Tito menyampaikan, para kepala daerah, termasuk Penjabat Gubernur harus menjadikan penanganan inflasi sebagai prioritas di daerahnya masing-masing.
“Jadi beliau (Jokowi) meminta agar inflasi tolong diperhatikan. Jadi bukan kata Menkeu dan Mendagri, tapi Kepala Negara langsung yang meminta, yang mengatakan kalau rakyat di bawah itu ingin perutnya terisi,” kata Tito dalam Rapat Koordinasi Pengendalian Inflasi 2023.
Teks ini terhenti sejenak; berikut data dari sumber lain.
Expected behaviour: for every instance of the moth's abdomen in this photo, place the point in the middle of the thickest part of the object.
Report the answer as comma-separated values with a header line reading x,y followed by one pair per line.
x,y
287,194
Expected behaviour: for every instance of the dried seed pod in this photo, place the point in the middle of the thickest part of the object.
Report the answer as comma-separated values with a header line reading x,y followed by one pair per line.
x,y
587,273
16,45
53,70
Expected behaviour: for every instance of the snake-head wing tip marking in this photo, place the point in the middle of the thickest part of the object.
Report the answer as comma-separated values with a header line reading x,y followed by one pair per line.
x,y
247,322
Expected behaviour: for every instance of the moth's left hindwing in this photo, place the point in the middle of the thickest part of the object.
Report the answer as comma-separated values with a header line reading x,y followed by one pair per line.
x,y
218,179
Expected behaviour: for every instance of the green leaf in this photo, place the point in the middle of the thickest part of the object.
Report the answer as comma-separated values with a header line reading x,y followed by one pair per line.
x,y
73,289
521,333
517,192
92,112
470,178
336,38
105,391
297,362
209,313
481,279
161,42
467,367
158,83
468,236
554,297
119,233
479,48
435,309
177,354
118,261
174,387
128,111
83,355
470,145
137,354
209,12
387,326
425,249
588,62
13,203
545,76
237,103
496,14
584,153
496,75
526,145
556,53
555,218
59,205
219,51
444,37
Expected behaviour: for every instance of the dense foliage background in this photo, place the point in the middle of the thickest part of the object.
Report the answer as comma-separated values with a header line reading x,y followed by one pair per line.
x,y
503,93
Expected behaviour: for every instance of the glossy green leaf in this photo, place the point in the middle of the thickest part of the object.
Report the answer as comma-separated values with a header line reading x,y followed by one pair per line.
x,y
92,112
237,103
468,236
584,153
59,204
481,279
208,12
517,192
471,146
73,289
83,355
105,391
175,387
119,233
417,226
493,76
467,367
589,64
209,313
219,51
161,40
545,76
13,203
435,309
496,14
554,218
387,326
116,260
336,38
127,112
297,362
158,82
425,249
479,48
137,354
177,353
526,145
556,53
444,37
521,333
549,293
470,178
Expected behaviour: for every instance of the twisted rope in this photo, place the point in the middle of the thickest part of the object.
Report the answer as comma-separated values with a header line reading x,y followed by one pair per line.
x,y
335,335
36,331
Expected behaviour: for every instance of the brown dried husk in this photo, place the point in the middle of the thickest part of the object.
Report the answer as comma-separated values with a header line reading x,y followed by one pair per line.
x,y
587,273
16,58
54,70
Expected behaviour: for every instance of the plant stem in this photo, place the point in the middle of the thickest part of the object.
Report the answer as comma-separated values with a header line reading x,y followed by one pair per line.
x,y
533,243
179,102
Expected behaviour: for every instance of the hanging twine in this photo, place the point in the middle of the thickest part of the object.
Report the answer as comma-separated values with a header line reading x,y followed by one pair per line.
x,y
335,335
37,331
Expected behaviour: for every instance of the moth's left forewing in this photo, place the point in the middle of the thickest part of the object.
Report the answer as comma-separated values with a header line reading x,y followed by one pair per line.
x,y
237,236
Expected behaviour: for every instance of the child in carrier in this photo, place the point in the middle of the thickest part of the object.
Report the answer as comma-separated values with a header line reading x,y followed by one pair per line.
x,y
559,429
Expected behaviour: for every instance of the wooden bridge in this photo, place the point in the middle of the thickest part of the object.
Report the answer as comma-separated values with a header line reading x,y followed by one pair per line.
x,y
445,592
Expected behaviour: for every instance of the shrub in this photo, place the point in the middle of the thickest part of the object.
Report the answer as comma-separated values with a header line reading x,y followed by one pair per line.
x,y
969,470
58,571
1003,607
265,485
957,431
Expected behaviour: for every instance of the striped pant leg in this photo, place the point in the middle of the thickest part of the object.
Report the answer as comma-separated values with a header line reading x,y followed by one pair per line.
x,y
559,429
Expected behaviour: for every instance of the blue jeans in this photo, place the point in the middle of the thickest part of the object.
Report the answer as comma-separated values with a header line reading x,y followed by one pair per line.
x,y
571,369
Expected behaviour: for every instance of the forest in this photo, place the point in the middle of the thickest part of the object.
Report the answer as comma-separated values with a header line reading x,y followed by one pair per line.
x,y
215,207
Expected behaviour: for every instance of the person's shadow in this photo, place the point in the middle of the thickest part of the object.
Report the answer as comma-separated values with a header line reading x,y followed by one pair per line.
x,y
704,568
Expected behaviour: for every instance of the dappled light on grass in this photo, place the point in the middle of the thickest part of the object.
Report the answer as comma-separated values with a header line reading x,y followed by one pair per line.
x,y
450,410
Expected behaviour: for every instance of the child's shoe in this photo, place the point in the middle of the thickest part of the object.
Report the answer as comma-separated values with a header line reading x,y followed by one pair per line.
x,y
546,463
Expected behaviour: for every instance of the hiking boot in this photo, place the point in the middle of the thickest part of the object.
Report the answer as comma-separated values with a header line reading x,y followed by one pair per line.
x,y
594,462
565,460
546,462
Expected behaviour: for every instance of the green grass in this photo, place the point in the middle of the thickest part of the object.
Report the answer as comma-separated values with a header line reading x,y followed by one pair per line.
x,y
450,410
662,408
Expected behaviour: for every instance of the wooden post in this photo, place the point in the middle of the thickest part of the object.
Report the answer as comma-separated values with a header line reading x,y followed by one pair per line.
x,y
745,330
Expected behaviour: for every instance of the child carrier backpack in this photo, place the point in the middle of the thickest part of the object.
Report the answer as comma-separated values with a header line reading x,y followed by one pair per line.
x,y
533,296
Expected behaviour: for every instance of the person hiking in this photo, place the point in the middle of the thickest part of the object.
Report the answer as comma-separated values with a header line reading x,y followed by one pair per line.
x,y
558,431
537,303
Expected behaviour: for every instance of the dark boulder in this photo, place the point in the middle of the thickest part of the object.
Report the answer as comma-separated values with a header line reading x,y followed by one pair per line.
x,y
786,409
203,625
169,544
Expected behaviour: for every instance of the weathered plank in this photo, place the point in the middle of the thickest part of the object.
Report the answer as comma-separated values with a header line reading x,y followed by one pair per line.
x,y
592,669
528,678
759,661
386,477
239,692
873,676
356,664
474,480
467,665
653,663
Tingginya inflasi menandakan kenaikan harga barang dan jasa, sehingga membuat daya beli masyarakat menurun. Apalagi kenaikan harga saat ini terjadi pada bahan pangan dampak dari El Nino.
Ia menyatakan, Kemendagri tidak akan segan mengganti Penjabat (Pj) Kepala daerah yang tidak bisa mengendalikan inflasi dengan baik.
“Presiden menegaskan kalau ada yang performance-nya tidak bagus, at anytime bisa diganti untuk Pj. Dan saya sudah lakukan itu,” ujar Tito.